260 F.2d 949
58-2 USTC P 9940
ELKO REALTY COMPANY, Petitioner,
v.
COMMISSIONER OF INTERNAL REVENUE, Respondent.
No. 12632.
United States Court of Appeals Third Circuit.
Argued Nov. 7, 1958.
Decided Nov. 17, 1958.
Logan Morris, Philadelphia, Pa. (John C. Noonan, Nesbit, Morris, Pugh & Noonan, Philadelphia, Pa., on the brief), for petitioner.
Myron C. Baum, Washington, D.C. (Charles K. Rice, Asst. Atty. Gen., Lee A. Jackson, Joseph F. Goetten, Thomas N. Chambers, Attys., Dept. of Justice, Washington, D.C., on the brief), for respondent.

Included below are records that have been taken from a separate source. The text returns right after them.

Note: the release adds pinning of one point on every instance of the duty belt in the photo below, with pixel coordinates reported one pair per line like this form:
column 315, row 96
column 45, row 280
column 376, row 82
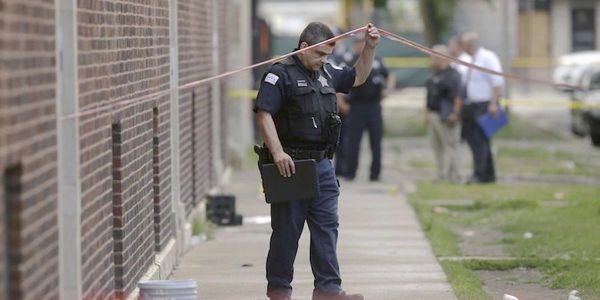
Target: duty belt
column 305, row 154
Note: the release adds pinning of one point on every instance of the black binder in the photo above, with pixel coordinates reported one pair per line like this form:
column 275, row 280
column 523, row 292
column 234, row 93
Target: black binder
column 304, row 185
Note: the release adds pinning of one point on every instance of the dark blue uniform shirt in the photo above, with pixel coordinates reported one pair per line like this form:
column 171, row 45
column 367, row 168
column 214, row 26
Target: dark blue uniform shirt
column 275, row 84
column 444, row 85
column 371, row 91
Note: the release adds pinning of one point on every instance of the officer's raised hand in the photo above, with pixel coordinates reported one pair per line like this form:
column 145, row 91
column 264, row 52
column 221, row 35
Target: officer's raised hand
column 284, row 163
column 373, row 36
column 365, row 60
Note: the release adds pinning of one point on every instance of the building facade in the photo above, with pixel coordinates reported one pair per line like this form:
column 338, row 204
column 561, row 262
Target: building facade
column 104, row 160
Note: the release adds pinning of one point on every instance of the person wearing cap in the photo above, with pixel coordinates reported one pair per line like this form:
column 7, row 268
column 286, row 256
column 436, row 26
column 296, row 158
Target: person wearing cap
column 366, row 114
column 442, row 116
column 297, row 117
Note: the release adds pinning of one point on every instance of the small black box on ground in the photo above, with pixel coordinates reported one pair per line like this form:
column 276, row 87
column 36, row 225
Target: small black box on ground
column 220, row 209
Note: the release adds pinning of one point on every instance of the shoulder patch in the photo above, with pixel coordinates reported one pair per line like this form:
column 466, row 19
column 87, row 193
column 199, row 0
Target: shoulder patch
column 336, row 67
column 271, row 78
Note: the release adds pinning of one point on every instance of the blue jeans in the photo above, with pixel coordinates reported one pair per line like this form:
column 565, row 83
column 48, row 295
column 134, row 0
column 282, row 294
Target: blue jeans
column 287, row 222
column 364, row 116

Before MARIS, KALODNER and HASTIE, Circuit Judges.
PER CURIAM.
The taxpayer asks us to review the decision of the Tax Court that it owed deficiencies in income tax for the years 1951, 1952 and 1953. The deficiencies resulted from the disallowance by the Commissioner of losses sustained by two affiliated corporations, which losses had been set off by the taxpayer against its income in consolidated returns filed by it for the years in question. The Tax Court sustained the Commissioner's determination that the principal purpose of the acquisition of the two corporations by the taxpayer was the avoidance of Federal income taxes, that the deduction of their losses from the taxpayer's income was accordingly forbidden by section 129(a) of the Internal Revenue Code of 1939, 26 U.S.C. 129(a), and that the two corporations were in any event not affiliates of the taxpayer privileged to join in a consolidated return under section 141 of the Internal Revenue Code of 1939, 26 U.S.C. 141 since the taxpayer's acquisition of them served no business purpose, as distinguished from a taxreducing purpose.
It will be seen that the question upon which this case turns is a purely factual one, namely, whether the taxpayer acquired the two corporations in question for a bona fide business purpose or, as the Tax Court found, principally in order to reduce or avoid income taxes on its own income. The evidence is discussed and the facts are found in the opinion filed in the Tax Court by Judge Train, 29 T.C. 1012, and will not be detailed here. We need merely say that our examination of the evidence satisfies us that the findings of the Tax Court have substantial evidence to support them and cannot be held to be erroneous.
The decision of the Tax Court will be affirmed.